It’s set in a dusty small town in the New Mexico desert, in 1989.

The tomboyish Lou (Kristen Stewart) is the lonely manager of a a dumpy gym owned by her mean son of a bitch, gun-runner crime boss, estranged dad, Lou Sr. (Ed Harris). Her main job at the gym is laminating the membership cards and constantly unclogging the stuffed old toilet.

Jackie (Katy O’Brian) is a drifter, new in town (training for an upcoming bodybuilding competition in nearby Las Vegas), and is a tough lady, who takes no crap from either a man or a woman. She’s a muscular aspiring bodybuilder, someone Lou can’t take her eyes off when she first sees her at the gym. It’s a love at first sight romance, as they immediately screw.
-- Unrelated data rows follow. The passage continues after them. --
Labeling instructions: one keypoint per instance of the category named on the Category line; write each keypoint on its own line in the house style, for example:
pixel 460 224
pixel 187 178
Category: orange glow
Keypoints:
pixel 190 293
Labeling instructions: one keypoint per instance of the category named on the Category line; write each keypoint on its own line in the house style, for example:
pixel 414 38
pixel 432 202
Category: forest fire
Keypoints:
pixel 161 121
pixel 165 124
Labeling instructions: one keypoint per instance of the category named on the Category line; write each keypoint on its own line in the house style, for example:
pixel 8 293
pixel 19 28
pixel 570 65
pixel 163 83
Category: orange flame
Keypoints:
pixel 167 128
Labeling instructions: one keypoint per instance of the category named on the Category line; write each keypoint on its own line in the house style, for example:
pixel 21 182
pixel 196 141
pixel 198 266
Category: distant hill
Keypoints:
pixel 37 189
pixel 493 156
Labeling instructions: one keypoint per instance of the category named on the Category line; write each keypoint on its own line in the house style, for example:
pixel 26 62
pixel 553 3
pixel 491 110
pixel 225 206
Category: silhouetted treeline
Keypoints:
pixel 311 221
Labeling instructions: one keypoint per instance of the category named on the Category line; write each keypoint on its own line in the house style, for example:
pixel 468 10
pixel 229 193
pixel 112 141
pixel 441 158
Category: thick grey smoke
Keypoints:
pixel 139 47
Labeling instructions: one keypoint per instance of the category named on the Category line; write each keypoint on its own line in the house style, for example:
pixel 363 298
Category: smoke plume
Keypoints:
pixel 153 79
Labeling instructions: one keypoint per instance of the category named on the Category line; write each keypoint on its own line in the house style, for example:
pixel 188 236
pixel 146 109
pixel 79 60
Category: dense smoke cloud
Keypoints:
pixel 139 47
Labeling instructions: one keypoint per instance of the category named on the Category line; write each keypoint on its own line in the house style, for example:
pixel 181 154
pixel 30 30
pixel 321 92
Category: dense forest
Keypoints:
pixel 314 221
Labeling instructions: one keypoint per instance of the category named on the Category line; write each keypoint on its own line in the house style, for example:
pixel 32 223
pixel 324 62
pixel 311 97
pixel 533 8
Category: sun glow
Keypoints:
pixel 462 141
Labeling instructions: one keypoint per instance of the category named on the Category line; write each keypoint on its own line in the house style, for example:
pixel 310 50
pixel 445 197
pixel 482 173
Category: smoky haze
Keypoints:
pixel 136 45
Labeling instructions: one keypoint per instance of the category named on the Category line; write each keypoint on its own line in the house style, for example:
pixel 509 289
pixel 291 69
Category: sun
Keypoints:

Though Jackie is drug-free, Lou treats her to free steroids to get her hooked.

Violence occurs when Lou’s married sister Beth (Jena Malone) is severely beaten by her abusive, womanizer, redneck husband JJ (Dave Franco).

The ditsy lesbian gossiper, Daisy (Anna Baryshnikov), who is smitten with Lou, witnesses Jackie and Lou as they dump a body. Being in the wrong place at the wrong time leads to a violent third act.

The convoluted and unpredictable film, that subverts logic for over-the-top violence, offers comedy from its misogynist characters and surprises to a familiar story.
 

How much you like this film depends on how much tolerance you have for the pulsating queer thriller.

It played at the Sundance Film Festival.